歯周病には大きくわけて歯肉炎と歯周炎に分かれます。歯肉炎はその名の通り歯肉に限局した炎症です。原因を取り除くと元通りに治ります。歯周炎は歯肉炎から進行した病態で歯肉の炎症から歯を支える歯根膜や歯槽骨が破壊されていく病気で基本的に元通りに治ることはありません。

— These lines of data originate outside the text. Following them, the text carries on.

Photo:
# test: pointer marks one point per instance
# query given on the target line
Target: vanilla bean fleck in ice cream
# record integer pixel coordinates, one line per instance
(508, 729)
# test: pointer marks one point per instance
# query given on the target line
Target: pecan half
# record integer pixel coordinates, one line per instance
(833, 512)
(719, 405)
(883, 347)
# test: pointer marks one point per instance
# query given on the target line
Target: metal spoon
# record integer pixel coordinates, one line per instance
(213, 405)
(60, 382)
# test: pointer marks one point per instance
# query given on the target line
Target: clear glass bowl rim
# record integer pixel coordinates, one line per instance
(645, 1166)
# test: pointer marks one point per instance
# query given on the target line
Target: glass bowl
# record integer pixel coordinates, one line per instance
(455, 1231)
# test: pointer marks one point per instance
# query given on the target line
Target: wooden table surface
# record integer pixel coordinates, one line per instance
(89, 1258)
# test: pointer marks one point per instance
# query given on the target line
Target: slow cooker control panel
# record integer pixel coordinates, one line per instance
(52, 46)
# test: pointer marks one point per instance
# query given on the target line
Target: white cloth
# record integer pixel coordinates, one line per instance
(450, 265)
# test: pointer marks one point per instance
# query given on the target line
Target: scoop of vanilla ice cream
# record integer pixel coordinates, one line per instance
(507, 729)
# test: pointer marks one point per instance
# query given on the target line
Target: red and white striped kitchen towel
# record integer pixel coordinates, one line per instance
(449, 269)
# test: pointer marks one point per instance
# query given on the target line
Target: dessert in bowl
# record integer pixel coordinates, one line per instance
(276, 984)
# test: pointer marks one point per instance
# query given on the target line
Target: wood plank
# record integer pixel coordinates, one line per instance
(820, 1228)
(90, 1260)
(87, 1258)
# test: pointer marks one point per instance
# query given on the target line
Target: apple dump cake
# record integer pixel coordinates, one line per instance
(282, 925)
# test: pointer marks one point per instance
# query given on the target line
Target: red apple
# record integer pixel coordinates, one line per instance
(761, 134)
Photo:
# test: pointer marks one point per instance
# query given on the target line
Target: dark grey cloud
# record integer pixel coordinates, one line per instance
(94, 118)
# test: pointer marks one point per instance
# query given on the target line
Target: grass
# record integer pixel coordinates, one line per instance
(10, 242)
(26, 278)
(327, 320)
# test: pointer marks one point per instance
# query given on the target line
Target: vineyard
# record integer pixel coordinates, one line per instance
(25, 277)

ここでは歯肉炎について臨床でよく見るタイプの歯肉炎の特徴について説明します。
歯肉炎の種類
1.プラーク性歯肉炎
その名の通り、プラーク(歯垢)が原因で起こる歯肉炎です。プラーク(歯垢)は細菌の塊が歯の表面にへばりついている状態です。プラーク中の歯周病原菌が毒素を出すことで歯肉を攻撃します。プラーク(歯垢)が付着して3~4日で歯肉は赤く腫れ始めます。ブラッシングやスケーリング、PMTCなど歯のクリーニングを徹底することで炎症は治まり、プラーク(歯垢)が再び付着しなければ元に戻ります。
2.歯肉増殖性歯肉炎
(歯垢)が付着して腫れる場合とは異なり、薬物による独特の腫れを認めます。カルシウム拮抗性の降圧剤など長期に亘って内服している薬が原因になっています。
3.壊死性潰瘍性歯肉炎
歯にプラーク(歯垢)が付着した状態で体の抵抗力が著しく低下した場合、歯肉の表面の上皮が壊死、潰瘍をきたします。触れても痛い状態で食事もままならなくなります。
4.月経周期関連歯肉炎、妊娠関連歯肉炎
女性の場合月経や妊娠でホルモンバランスが変わります。プラーク(歯垢)があると容易に炎症を起こして歯肉が腫れて赤くなります。ホルモンバランスが戻るまでなかなか治らないことが多いと云えます。
各々の歯肉炎を治療する際の注意点とは
1プラーク性歯肉炎
最も一般的な歯肉炎であり、治療は原因であるプラーク(歯垢)を取り除くこと、きれいな歯を維持することです。ブラッシング、フロッシング、スケーリング、PMTCによるクリーニングを行います。2週間~4週間あれば元に戻ります。気をつけることはブラシ圧が強すぎれば傷つきますし、弱すぎると歯垢が取れません。生活習慣を変えることはある程度の反復練習が必要です、はじめから上手な人はいません、歯科医師や歯科衛生士と一緒に少しづつ上達を目指しましょう。
2歯肉増殖
薬物による歯肉増殖は薬物を変えなければ治りません。別の薬物が選択出来るのかを内科医に相談します。薬物を変えてしばらくすると歯肉の増殖は治りますが、その間はプラーク(歯垢)が溜まりやすく歯肉炎をおこしやすいので柔らかく毛先が細い歯ブラシを使って丁寧にブラッシングをします。
3壊死性潰瘍性歯肉炎
歯肉表面が壊死しており痛みでブラッシングができません。うがい薬を使うこと、ガーゼなどで歯の表面の汚れを取り、柔らかい歯ブラシで出来る範囲で汚れを取ります。抵抗力が戻れば自然と落ち着いてきますので、栄養と睡眠が不可欠です。4月経周期関連歯肉炎、妊娠関連歯肉炎 ホルモンバランスの変化による部分が大きく、プラーク(歯垢)の除去だけでは落ち着かないことがあります。うがい薬なども併用して清潔な状態を維持すれば時間とともに落ち着きます。
まとめ
歯肉炎は様々な状況で見ますが、よほどキレイにブラッシングできている方でなければ、どこかが少し腫れている程度はあるものです。ただし、長引くとそこから歯周炎という骨が溶ける病気につながっていきます。毎日のお手入れとは別に年に数回は信頼できる歯医者さんで磨き残しの出やすいところをしっかりとクリーニングしてもらいましょう。